Attaque contre "Charlie Hebdo" : "Le calme des assaillants en plein massacre évoque des 'professionnels'"
Francetv info a interrogé Claude Moniquet, ancien agent de la DGSE, sur ce que nous apprennent les images et les témoignages de l'attaque du siège de l'hebdomadaire satirique qui a fait au moins douze morts.
Qui sont les auteurs de l'attaque armée contre Charlie Hebdo qui a tué au moins douze personnes et fait onze blessés ? Claude Moniquet est un ancien agent de renseignement de la Direction générale de la sécurité extérieure. Depuis l’attaque contre le siège de l'hebdomadaire mercredi 7 janvier en fin de matinée, il suit attentivement le déroulé des événements. Il confie à francetv info son analyse du comportement particulièrement calme des hommes cagoulés et lourdement armés qui ont commis ces actes.
Francetv info : Comment analysez-vous les quelques images que nous possédons de cette attaque ?
Claude Moniquet : Si on analyse la chronologie des faits et les images dont on dispose, la voiture s’arrête dans le passage, les individus en sortent en laissant les portières ouvertes. C’est la preuve qu’ils anticipent leur retraite en se laissant la possibilité d’un redémarrage rapide.
Ils entrent dans le bâtiment, et manifestement tuent les victimes qu’ils s'étaient désignés. D’après un témoin qui était là, caché sous un meuble, avec lequel j’ai pu m’entretenir, ils semblaient connaître les noms des gens qu’ils tuaient. Il semble qu'il y ait bel et bien eu une préparation de cette opération, même s’il y a eu une erreur sur l’adresse exacte de Charlie Hebdo puisqu’ils se sont trompés de porte, semble-t-il en se dirigeant d’abord vers les archives. Puis ils ressortent de l’immeuble en marchant rapidement, mais sans courir. Ils sont calmes.
Ensuite, plus loin, ils abattent un policier en pleine rue après l'avoir blessé. Pour ces hommes, un policier blessé reste un homme dangereux parce qu’il est armé, il peut prévenir les renforts. Alors ils l’achèvent au sol. Et cela avec un grand calme. De retour à leur véhicule, l’un d’eux va même jusqu’à ramasser un objet blanc sur la chaussée, l’idée étant de ne pas laisse r de trace derrière eux. Là encore, c’est la preuve d’une grande maîtrise de soi.
Enfin, ce que l'on sait, c'est qu'ils vont conduire leur voiture sur quelques centaines de mètres, puis en changer en prenant brièvement en otage quelqu’un au passage.
Quelles conclusions peut-on tirer d’une telle façon d’agir ?

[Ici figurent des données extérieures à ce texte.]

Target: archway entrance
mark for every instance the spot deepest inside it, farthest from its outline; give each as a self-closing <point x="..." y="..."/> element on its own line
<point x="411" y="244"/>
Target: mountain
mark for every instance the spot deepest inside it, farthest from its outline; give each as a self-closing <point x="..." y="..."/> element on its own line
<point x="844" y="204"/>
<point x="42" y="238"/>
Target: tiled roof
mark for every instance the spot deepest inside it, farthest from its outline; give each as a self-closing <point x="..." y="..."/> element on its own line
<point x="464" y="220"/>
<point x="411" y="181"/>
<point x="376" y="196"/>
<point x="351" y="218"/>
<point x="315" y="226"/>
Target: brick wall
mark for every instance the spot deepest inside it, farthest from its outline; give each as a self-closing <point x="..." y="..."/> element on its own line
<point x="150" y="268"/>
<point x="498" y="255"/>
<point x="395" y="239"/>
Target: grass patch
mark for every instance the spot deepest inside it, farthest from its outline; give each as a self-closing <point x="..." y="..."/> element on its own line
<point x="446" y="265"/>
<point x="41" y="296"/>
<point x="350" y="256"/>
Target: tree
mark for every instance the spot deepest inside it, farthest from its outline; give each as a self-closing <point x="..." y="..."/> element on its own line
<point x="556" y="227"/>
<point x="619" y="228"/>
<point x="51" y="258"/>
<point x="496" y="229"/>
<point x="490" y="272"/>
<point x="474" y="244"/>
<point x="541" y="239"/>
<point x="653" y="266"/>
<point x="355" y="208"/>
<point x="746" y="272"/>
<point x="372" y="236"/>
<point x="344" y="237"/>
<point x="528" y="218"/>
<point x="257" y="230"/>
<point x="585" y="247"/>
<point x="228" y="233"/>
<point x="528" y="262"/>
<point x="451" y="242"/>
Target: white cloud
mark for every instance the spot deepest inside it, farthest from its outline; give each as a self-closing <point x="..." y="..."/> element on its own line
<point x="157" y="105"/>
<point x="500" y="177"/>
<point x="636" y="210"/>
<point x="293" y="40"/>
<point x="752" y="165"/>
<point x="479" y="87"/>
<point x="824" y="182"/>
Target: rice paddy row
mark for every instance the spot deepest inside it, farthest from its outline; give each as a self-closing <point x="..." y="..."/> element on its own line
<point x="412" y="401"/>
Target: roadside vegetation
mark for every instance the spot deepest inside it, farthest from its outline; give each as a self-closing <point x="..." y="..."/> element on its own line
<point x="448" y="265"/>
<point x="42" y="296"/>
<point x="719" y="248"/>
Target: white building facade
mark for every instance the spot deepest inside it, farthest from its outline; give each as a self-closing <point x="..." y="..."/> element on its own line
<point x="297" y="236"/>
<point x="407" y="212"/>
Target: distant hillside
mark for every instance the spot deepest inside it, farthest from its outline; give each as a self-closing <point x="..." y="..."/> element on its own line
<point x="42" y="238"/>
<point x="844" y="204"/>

Ce calme en plein massacre évoque des "professionnels". Je veux dire des individus qui ont l’habitude des armes de guerre, qui réagissent comme des personnes entraînées, sur des stands de tir, mais surtout sur des vraies zones de conflit. Cela me conduit à penser que nous pourrions être proche de la piste syrienne et du jihad.
Sur les images toujours, l’un des assassins porte un croisillon blanc dans le dos. Est-ce que cela pourrait être une caméra de type GoPro ?
Je n’ai pas d’informations précises là-dessus, mais il existe déjà plusieurs précédents : Mohamed Merah à Toulouse en avait une. Mehdi Nemmouche, l’auteur présumé de la tuerie du musée juif de Bruxelles en mai dernier, en avait une aussi, mais elle n’a pas fonctionné.
Actuellement, ces hommes sont traqués, les autorités semblent très soucieuses de la suite des événements...
Et pour cause, les assaillants savent que le temps leur est compté. Ils n’ont pas exécuté une opération suicide. Ces hommes veulent très certainement "durer". On peut donc redouter, dans les heures ou les jours à venir, de nouveaux épisodes violents. Ou en tout cas, à l’instar de Mohamed Merah, ils ne seront pas faciles à arrêter vivants.
Selon moi, au siège de Charlie Hebdo, ils étaient vraiment dans une action de début de séquence, qui se terminera mal pour eux. On peut aussi penser qu’ils sont probablement dans un invraisemblable état d’excitation. C’est l’attentat le plus grave commis en France depuis au moins cinquante ans. A leurs yeux, c’est une réussite après tous les échecs que leur ont infligés les services. Ils doivent donc se sentir invincibles et cela peut aussi les pousser à recommencer.